If you think your data is protected against bit rot because it’s on a RAID array, think again.
Bit rot is a real problem. All storage media is at risk. Magnetic media like discs and tapes can lose data integrity over time. Even RAM is susceptible to cosmic rays. You may not even know about it because the disc keeps working but a bit or a byte here and there has changed.
A typical home user with a 2TB disk has an almost 100% chance of bit rot. If it just changes a pixel in a video, it’s not going to be a problem. But if it’s in your database or operating system software, that failure could be much more significant.
Today there is no protection. This problem is undetectable and then there is no means of recovery.
You might think that RAID is the answer but it’s not. An Amplidata white paper, The RAID Catastrophe, explains why:
- It doesn’t do hashing or CRC to verify the data.
- It doesn’t track bit rot or correct it (nor do most operating systems).
- There are no ‘previous versions’ to restore; just the current version of each file.

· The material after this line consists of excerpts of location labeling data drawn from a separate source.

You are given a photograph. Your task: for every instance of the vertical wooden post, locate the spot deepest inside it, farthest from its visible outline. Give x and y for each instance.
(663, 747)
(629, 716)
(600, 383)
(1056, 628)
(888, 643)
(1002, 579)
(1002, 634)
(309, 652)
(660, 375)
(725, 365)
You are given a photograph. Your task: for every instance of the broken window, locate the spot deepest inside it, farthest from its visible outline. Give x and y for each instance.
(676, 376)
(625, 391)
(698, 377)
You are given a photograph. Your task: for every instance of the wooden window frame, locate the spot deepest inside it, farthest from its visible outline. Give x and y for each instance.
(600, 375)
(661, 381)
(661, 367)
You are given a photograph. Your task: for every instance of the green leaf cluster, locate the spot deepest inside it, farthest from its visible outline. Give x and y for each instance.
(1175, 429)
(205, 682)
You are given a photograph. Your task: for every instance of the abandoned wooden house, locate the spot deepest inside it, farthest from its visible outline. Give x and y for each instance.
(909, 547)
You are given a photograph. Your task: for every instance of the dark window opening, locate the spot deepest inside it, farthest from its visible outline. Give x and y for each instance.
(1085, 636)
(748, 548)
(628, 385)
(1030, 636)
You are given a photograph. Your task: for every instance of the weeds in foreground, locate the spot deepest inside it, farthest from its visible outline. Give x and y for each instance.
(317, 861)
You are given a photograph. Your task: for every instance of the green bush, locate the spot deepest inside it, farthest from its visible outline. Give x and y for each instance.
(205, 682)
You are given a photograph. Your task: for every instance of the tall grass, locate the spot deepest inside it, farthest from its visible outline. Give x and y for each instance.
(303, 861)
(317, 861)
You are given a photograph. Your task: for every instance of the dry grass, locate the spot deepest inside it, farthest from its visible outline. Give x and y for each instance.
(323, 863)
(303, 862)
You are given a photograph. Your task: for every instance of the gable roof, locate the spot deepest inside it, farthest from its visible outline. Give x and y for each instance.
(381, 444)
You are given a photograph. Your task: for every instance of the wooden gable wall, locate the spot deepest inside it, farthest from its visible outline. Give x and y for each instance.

- Storage volumes are increasing dramatically so a rebuild in the event of a total drive failure can be very lengthy (even a couple of days on 2TB HDD arrays).
- Increasing the number of drives or the size of each drive increases the overall risk of failure; even if the MTBF for any individual drive seems low.
- If one drive in an array fails, it is quite likely that a second one will also fail soon because RAID writes to all drives in the array at the same time.
- RAID-6 double parity is a partial answer to this but it imposes a big performance overhead.
- Forensic data recovery from RAIDs is very, very difficult, time-consuming and expensive. It’s like trying to turn an omelette back into the original eggs.
There is an additional problem with RAID storage. If you have a problem with a drive, you replace it and the rebuild fails for some reason you have no way of recovering the data on the array. At least on a single disk, you can recover all the data except on the failed sector(s). This is another example of IT industry focusing on MTBF rather than on complexity or recovery time.
The IT industry needs a radical rethink about storage. The old orthodoxy isn’t good enough. It may be heresy to admit it but perhaps we need to move beyond RAID and towards new, unbreakable storage technology like Amplidata’s.